Die am meisten nützlichen Interventionen während eines Zusammenbruchs: sensorischen Input reduzieren (senken Sie die Beleuchtung, reduzieren Sie Lärm, geben Sie Platz); bieten Sie ruhige, nicht-verlangende Präsenz oder Rückzug abhängig von der Vorliebe des Kindes; versuchen Sie nicht verbale Anleitung oder Erklärung; wenden Sie zusätzliche Anforderungen nicht an; erlauben Sie den Zusammenbruch, seinen Weg zu nehmen. Nach dem Zusammenbruch, wenn das Kind wieder reguliert ist, ist sanfte Verbindung statt Konsequenz oder Diskussion normalerweise am hilfreichsten.

Prävention ist wirksamer als Management: die Identifizierung von Warn-Zeichen (eskalieren Vokaltöne, Stimming, Verändern Ausdruck, Körper-Spannung) ermöglicht Intervention vor dem Zusammenbruch-Punkt.
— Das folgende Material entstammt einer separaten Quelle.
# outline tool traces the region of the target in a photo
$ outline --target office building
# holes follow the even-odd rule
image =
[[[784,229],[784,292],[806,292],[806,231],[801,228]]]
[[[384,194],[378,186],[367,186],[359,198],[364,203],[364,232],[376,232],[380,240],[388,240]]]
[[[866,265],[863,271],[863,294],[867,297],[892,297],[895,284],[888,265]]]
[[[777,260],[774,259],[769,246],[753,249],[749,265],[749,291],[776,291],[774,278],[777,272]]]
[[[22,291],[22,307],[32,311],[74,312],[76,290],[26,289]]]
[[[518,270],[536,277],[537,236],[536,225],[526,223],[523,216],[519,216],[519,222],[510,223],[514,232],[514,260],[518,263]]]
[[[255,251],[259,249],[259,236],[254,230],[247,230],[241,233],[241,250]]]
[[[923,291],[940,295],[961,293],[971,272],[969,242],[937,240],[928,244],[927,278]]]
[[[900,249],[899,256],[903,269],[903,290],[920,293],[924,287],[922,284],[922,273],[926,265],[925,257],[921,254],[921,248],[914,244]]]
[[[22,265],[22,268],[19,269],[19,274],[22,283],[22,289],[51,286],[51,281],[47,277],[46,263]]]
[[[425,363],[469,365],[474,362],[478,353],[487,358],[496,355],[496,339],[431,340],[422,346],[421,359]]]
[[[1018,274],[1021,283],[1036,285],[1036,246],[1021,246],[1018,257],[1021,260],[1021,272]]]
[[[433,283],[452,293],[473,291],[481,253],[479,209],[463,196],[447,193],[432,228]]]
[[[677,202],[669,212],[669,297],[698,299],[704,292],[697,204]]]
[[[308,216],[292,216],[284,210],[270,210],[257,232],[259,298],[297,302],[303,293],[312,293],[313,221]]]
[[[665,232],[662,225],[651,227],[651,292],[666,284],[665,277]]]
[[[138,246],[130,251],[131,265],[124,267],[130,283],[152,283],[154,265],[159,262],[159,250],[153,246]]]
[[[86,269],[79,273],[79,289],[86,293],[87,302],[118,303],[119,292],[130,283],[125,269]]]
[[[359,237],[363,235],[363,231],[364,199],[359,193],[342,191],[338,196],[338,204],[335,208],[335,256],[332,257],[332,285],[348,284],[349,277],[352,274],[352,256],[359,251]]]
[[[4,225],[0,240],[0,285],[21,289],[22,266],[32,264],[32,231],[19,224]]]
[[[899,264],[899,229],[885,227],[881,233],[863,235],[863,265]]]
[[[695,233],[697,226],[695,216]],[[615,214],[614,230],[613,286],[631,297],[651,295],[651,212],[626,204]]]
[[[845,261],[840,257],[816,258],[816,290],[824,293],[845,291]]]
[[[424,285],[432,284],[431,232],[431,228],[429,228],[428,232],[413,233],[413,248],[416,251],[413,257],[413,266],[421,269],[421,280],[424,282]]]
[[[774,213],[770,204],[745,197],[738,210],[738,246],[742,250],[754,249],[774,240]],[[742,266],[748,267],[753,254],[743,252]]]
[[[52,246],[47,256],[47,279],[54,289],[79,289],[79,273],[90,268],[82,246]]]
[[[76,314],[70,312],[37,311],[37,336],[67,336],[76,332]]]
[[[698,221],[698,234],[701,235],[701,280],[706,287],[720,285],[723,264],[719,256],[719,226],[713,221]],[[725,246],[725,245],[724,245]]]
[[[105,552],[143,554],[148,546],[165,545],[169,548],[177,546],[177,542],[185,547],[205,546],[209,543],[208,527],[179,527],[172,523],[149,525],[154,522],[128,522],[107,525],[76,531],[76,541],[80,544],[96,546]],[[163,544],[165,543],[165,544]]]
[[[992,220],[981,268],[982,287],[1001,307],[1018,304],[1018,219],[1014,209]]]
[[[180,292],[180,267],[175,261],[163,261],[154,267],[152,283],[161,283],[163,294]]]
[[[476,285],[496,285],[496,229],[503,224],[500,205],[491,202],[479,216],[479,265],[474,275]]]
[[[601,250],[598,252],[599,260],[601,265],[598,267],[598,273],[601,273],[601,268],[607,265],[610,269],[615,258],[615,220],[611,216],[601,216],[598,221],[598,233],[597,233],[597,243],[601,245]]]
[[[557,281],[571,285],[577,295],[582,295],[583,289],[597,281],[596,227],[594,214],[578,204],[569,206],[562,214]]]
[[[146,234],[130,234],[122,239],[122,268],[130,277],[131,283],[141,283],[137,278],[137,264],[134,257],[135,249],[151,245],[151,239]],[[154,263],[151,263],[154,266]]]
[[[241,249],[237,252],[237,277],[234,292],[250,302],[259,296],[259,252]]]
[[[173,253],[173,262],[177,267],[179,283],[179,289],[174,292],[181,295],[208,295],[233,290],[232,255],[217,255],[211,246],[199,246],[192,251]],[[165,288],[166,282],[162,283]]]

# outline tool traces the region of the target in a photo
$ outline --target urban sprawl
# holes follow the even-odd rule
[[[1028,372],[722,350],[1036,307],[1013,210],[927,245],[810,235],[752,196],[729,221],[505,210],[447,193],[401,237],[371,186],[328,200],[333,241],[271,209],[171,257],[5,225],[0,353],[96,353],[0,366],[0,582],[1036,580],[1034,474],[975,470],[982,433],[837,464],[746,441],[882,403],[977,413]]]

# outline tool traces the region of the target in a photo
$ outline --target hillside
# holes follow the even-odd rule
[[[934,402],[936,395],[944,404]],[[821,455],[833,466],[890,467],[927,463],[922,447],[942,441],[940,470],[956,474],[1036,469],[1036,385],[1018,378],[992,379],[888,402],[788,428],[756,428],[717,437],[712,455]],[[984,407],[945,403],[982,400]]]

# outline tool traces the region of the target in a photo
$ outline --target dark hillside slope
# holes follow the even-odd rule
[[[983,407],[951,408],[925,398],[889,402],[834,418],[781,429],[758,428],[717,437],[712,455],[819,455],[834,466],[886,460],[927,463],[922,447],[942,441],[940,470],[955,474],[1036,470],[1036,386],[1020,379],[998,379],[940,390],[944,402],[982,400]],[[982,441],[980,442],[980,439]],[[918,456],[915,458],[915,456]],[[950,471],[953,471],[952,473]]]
Das Fenster der Toleranz des Kindes ist kleiner als durchschnittlich, und das Unterstützen der Regulierung, bevor sie überfordert wird, funktioniert weit besser.
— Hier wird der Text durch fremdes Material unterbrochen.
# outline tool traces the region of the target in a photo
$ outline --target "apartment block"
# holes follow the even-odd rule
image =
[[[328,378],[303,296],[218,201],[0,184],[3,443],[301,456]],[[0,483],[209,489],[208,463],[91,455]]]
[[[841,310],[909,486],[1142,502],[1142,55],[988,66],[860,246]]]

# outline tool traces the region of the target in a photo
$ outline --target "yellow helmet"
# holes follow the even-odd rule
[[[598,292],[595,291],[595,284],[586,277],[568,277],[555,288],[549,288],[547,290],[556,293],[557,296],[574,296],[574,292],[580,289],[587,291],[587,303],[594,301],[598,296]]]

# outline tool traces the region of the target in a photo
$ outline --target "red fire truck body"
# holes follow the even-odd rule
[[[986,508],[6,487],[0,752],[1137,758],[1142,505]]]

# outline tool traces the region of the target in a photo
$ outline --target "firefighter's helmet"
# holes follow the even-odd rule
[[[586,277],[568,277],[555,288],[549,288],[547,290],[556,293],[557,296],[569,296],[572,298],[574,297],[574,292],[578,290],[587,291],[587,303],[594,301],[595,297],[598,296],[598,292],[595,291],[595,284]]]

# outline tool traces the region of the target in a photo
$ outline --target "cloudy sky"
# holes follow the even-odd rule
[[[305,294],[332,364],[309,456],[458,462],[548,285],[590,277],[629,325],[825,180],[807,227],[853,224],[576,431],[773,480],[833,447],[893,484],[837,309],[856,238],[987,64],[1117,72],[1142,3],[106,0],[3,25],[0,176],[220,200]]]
SEND-Unterstützung und Rechte

Autistische Kinder haben Anspruch auf angemessene Unterstützung in der Schule. In England kann dies SEND-Unterstützung (ohne Plan) oder einen Education, Health and Care (EHC) Plan für Kinder mit mehr bedeutenden Bedürfnissen beinhalten. Die Anfordernde einer EHC-Bedarf-Bewertung ist ein elterliches Recht. Die National Autistic Society (autism.org.uk) bietet Anleitung zur Navigation des SEND-Systems, gesetzliche Rechte und wie man effektiv für ein Kind in einer Bildungs-Einstellung befürwortet.
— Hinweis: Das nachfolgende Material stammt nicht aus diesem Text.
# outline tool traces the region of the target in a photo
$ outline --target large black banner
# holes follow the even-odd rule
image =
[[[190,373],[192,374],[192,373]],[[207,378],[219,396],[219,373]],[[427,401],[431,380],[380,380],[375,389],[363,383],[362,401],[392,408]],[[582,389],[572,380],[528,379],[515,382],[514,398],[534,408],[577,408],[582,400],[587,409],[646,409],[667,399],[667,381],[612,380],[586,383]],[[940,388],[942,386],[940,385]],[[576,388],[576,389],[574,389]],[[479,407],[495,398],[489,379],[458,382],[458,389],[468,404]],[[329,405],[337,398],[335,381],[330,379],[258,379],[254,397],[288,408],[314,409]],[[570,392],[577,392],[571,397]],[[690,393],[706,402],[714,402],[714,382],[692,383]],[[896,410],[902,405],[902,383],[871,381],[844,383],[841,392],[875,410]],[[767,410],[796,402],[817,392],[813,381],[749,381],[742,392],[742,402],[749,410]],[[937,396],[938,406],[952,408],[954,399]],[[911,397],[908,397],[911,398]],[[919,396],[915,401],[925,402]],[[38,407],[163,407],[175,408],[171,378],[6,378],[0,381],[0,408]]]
Das Wichtigste auf einen Blick

Autismus ist eine neurodevelopmentale Bedingung, die durch Unterschiede in sozialer Kommunikation und Interaktion, und eingeschränkten oder wiederholten Mustern von Verhalten, Interessen oder Aktivitäten gekennzeichnet ist. Es ist eine Spektrum-Bedingung: autistische Kinder variieren enorm in ihren Unterstützungs-Bedürfnissen, Stärken und Herausforderungen. Die Erziehung eines autistischen Kindes beinhaltet das Verständnis des individuellen sensorischen Profils des Kindes, Kommunikationsstil und was unterliegt seinem Verhalten - das fast immer eine Reaktion auf etwas in der Umgebung oder ein unerfülltes Bedürfnis ist, statt vorsätzliche Trotzigkeit. Evidenzgestützte Ansätze beinhalten die Verwendung visueller Unterstützungen und vorhersehbarer Routinen, die Reduzierung sensorischer Überbelastung, die Entwicklung alternativer Kommunikation, wo Sprache begrenzt ist, und das Verständnis, dass Zusammenbrüche neurologische Ereignisse sind statt Anfälle. Die National Autistic Society (autism.org.uk) und Forschung vom CIMHSA-Team der University of Nottingham bieten praktische evidenzgestützte Ressourcen.